Barbados Gooseberry, lemon vine, blade apple, gooseberry shrub (Pereskia aculeata – Family Cactaceae) is the edible fruit of a cactus, grown mainly in the West Indies and Central America. It is not a typical cactus, but rather a leafy climbing shrub. The pear-shaped, small, yellowish or reddish fruits have a thin skin and contain many soft seeds. When ripe, these fruits are juicy, but somewhat tart. They can be eaten raw, but are usually stewed or made into preserves.
(Physalis peruviana – Family Solanacae)
Cape gooseberry, ground cherry, physalis, Chinese lantern, goldenberry, Peruvian cherry
coqueret du Peron (French), Kapstachelbeere/Goldbeere (German), uvilla/membrillo (Spanish), karviaskirsikka/ananaskirsikka (Finnish), rasbari (Hindi), tepari (Bengali), lobolobohan (Philippines), shima hozuki (Japanese), poha (Hawaiian), capuli (Peru/Bolivia), uvilla (Ecuador/Colombia), topotopo/chuchuva (Venezuela), capuli/bolsa de amor (Chile), cereza del Peru (Mexico), golden berry/pompeloes/apelliefie (South Africa), poc-poc (Réunion)
These gooseberries are of the same family as tomatoes, peppers, and potatoes (nightshades); although you would never guess by looking at them.
The small orange-gold berries are encased in a papery beige husk similar to a Chinese lantern or a green tomato.

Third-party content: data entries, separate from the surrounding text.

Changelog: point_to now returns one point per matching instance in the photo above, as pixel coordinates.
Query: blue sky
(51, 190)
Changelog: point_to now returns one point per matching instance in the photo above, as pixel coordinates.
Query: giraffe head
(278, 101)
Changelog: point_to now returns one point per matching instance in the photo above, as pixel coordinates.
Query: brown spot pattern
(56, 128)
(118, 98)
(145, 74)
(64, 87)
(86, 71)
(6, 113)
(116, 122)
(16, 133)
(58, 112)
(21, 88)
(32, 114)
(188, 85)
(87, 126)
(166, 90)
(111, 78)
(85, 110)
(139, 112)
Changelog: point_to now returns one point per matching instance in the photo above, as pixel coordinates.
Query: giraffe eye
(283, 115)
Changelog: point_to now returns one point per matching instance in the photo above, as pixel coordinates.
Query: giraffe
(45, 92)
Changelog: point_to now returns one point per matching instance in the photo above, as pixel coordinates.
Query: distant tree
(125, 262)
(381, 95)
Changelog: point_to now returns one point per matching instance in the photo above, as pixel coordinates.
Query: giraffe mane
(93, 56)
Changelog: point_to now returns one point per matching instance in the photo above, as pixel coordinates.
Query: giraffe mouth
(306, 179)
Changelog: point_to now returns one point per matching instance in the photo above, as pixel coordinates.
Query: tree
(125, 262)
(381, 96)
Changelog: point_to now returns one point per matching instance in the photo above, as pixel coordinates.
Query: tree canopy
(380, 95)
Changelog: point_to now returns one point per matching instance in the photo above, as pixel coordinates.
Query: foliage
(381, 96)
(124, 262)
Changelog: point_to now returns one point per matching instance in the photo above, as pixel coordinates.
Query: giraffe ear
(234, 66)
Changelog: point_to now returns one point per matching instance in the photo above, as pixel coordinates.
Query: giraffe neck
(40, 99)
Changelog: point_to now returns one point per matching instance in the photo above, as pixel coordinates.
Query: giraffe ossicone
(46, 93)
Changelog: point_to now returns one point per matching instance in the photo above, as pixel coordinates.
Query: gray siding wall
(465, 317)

They have a tart, mildly scented flavour reminiscent of a ripe dessert gooseberry that has a hint of strawberry. The ground cherry is a name applied to various plants, especially that of P. pruinos.

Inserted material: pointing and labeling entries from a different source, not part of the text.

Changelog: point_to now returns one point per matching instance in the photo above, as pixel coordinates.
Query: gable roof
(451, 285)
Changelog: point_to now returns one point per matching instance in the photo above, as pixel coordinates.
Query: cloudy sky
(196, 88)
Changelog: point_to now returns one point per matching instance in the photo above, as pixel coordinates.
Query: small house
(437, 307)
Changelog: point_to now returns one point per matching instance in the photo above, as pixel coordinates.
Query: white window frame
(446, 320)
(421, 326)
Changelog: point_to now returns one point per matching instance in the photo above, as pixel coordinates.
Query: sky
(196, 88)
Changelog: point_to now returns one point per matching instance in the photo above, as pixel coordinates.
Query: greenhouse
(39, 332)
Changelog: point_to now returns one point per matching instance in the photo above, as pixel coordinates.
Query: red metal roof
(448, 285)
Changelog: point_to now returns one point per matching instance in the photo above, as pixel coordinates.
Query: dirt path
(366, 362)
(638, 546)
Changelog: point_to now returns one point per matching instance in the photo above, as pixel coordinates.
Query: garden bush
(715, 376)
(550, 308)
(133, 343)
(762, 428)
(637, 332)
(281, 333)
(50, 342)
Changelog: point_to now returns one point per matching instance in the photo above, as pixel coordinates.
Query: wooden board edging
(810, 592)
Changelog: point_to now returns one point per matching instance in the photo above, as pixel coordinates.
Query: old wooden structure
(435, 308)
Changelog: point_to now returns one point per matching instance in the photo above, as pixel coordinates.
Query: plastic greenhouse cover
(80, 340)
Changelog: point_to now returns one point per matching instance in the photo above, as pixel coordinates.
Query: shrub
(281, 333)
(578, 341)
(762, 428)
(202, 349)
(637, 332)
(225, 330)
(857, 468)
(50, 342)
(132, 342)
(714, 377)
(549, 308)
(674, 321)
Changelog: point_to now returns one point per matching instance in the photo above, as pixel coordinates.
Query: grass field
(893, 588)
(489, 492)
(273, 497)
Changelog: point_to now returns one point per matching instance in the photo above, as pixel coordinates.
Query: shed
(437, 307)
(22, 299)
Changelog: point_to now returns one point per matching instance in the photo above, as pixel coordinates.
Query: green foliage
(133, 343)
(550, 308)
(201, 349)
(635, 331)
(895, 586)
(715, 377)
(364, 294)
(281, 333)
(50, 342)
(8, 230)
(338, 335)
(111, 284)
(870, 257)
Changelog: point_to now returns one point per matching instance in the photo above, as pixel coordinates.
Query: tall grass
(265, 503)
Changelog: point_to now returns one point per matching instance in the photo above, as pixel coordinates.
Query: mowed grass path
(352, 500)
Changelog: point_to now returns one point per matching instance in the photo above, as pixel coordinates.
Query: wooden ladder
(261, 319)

All bear fruits about the size of a cherry in a papery husk and, when preserved in a syrup, have the flavour of figs. A
lthough the genus Physalis is native to South America, Peru, and Chile, it was known to the Greeks as early as the 3rd century CE and introduced to England in the 18th century. They did not become popular until just recently, however.

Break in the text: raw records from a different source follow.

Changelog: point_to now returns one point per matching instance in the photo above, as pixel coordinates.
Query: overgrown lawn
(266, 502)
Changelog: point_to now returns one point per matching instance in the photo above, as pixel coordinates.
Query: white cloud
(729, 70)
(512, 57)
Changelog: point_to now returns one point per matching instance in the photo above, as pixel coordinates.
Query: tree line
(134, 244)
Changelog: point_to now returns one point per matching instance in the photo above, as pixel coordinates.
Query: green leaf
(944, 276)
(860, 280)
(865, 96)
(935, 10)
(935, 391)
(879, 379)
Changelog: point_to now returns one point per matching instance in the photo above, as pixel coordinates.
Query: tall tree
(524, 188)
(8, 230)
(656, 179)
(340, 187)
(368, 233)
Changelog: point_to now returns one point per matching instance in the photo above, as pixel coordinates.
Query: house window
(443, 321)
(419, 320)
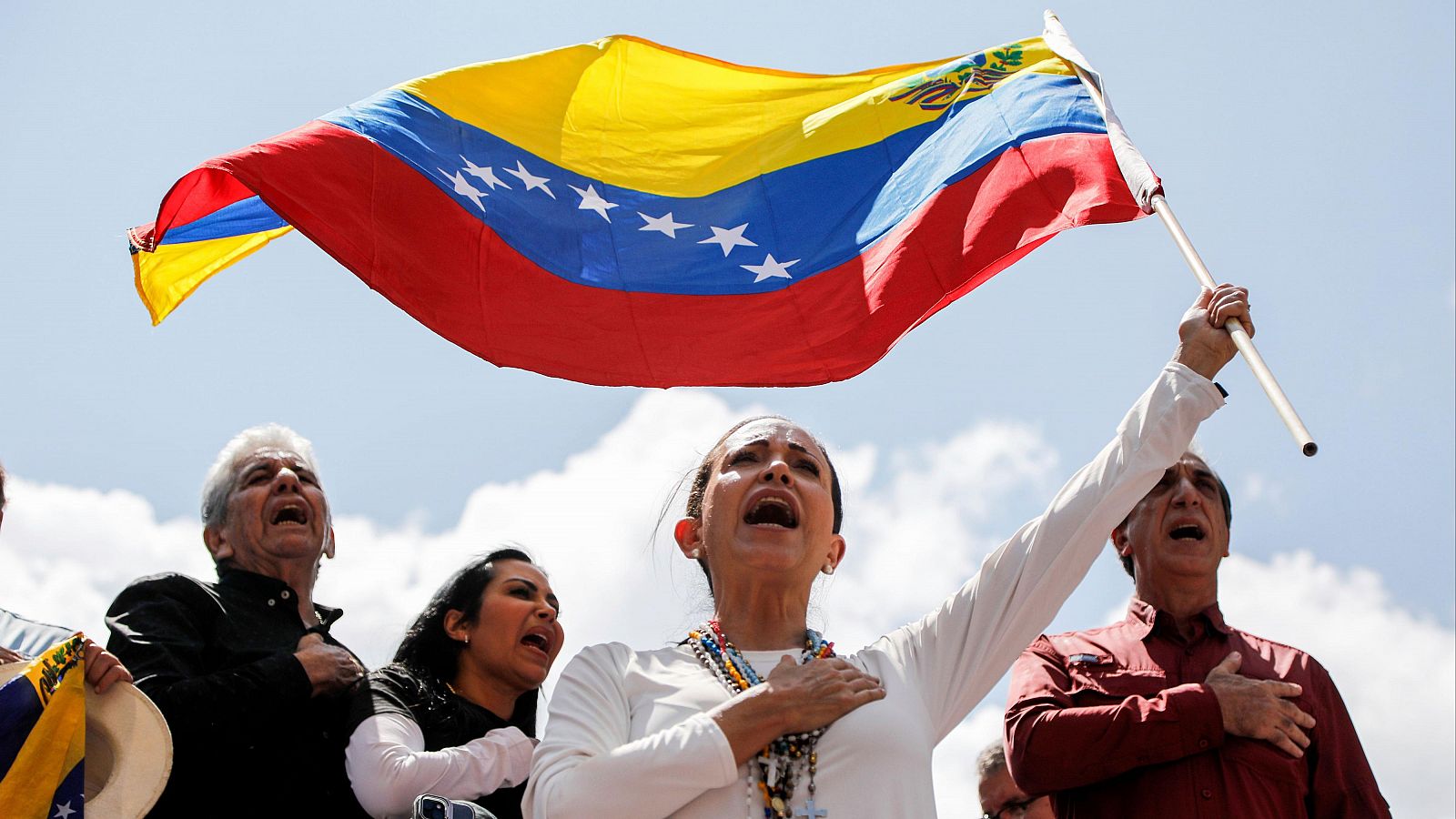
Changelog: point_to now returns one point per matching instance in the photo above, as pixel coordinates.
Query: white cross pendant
(810, 811)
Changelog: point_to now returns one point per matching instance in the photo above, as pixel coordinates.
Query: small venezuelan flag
(623, 213)
(43, 736)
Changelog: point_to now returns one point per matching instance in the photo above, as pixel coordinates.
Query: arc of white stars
(590, 200)
(662, 225)
(484, 174)
(728, 239)
(771, 268)
(465, 188)
(531, 179)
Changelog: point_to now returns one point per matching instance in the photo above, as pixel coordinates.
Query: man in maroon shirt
(1172, 713)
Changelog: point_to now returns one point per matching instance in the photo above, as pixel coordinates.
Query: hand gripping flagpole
(1149, 193)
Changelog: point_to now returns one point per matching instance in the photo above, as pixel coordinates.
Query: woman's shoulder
(619, 659)
(398, 688)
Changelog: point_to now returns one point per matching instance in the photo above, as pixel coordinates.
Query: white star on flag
(590, 200)
(662, 225)
(484, 174)
(531, 181)
(771, 268)
(465, 188)
(728, 239)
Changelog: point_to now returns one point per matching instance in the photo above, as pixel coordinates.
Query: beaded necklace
(775, 770)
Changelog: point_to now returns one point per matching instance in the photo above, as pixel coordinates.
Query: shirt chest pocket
(1098, 681)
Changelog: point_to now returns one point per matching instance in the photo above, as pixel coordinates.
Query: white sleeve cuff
(389, 767)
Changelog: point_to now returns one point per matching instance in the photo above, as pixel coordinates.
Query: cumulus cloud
(919, 521)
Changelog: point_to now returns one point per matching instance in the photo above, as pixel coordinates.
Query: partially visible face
(276, 513)
(1178, 530)
(1002, 799)
(516, 636)
(768, 504)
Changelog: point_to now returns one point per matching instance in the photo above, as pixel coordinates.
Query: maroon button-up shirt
(1116, 722)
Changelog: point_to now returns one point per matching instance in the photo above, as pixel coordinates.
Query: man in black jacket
(252, 683)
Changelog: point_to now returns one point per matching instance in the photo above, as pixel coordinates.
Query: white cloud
(917, 521)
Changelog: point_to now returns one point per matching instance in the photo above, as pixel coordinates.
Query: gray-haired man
(254, 687)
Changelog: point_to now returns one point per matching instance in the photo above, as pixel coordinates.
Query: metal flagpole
(1159, 205)
(1241, 337)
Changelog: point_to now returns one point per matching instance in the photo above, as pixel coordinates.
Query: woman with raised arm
(455, 714)
(754, 714)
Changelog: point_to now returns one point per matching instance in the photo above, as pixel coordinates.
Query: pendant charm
(810, 811)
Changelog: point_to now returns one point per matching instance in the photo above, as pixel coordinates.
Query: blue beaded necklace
(779, 763)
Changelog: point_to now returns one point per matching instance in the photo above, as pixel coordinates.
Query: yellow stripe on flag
(57, 741)
(169, 274)
(641, 116)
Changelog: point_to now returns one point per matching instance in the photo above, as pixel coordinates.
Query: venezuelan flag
(625, 213)
(43, 736)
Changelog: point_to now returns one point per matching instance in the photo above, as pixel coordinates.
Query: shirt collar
(261, 586)
(1142, 617)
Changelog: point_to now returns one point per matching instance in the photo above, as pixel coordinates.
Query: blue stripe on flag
(829, 208)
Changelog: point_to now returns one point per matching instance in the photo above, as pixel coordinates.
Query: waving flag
(623, 213)
(43, 736)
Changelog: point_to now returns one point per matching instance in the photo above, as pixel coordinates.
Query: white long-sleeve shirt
(630, 734)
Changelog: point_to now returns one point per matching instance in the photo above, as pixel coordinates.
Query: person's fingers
(1283, 688)
(1227, 305)
(114, 675)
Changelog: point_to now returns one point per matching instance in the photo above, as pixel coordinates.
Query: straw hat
(128, 749)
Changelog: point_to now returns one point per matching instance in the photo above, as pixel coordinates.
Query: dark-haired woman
(754, 714)
(456, 712)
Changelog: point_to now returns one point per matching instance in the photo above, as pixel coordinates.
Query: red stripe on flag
(415, 245)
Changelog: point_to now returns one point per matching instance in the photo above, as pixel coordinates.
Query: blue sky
(1310, 157)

The early settlers in South Africa cultivated these plants in the Cape of Good Hope area, which contributed to their common name. It has since been introduced to many countries, but is now widely known by the Hawaiian name “poha”, and enthusiastically cultivated and eaten by them.
The fruit is about the size of a cherry, yellow-green or orange, with a thin waxy skin. Its juice contains many small seeds. The flavour is distinctive and pleasant, and can be eaten raw or used like strawberries.
The best way to handle them raw is when the cream-coloured paper husk is peeled back and used as a handle, leaving the berry free to be eaten. They make a good jam, but do not have enough pectin to make a good jelly.
(Phyllanthus acidus/P. distichus or Cicca disticha/C. acida or Averrhoa acida – Family Euphorbiaceae)
Otaheite Gooseberry, gooseberry tree
Chéramélier (French), harpharowri (major Indian languages), hari phal (Bengali), aranelli (Tamil), thin-baw-ni-byu (Burmese), ma yom (Thai), chermai (Malay), cermé (Indonesian), amedamanoki (Japanese), ciruela corteña/manzana estrella (Mexico), cerezo occidental (Cuba), jimbelin (Jamaica)
This is another berry from an entirely different family and one related to the castor bean. Their tart flavour is like that of a gooseberry but there is no other connection to that fruit.
They are one of the few useful fruits in a large genus whose botanical name means “leaf flower”. This refers to the unusual manner in which flowers grow along the edges of the leaf-like branches. Since the flowers develop into fruits, the fruits, too, occupy this odd position.
Their origin is obscure; but they are indigenous to Madagascar and have been cultivated for centuries in southern India and parts of Southeast Asia, notably Sumatra.
The fruit has since spread throughout the Caribbean islands and the mainland of Central America. The name Otaheite seems to indicate a connection to Tahiti, where children enjoyed eating it in the form of sweets called “seurettes”. The tree is a massively abundant bearer of clusters of fruit.
The fruits are ribbed about the size and colour of green grapes, turning a light yellow when ripe. In India, they are sometimes made into pickles or preserves or cooked to make a filling for pies.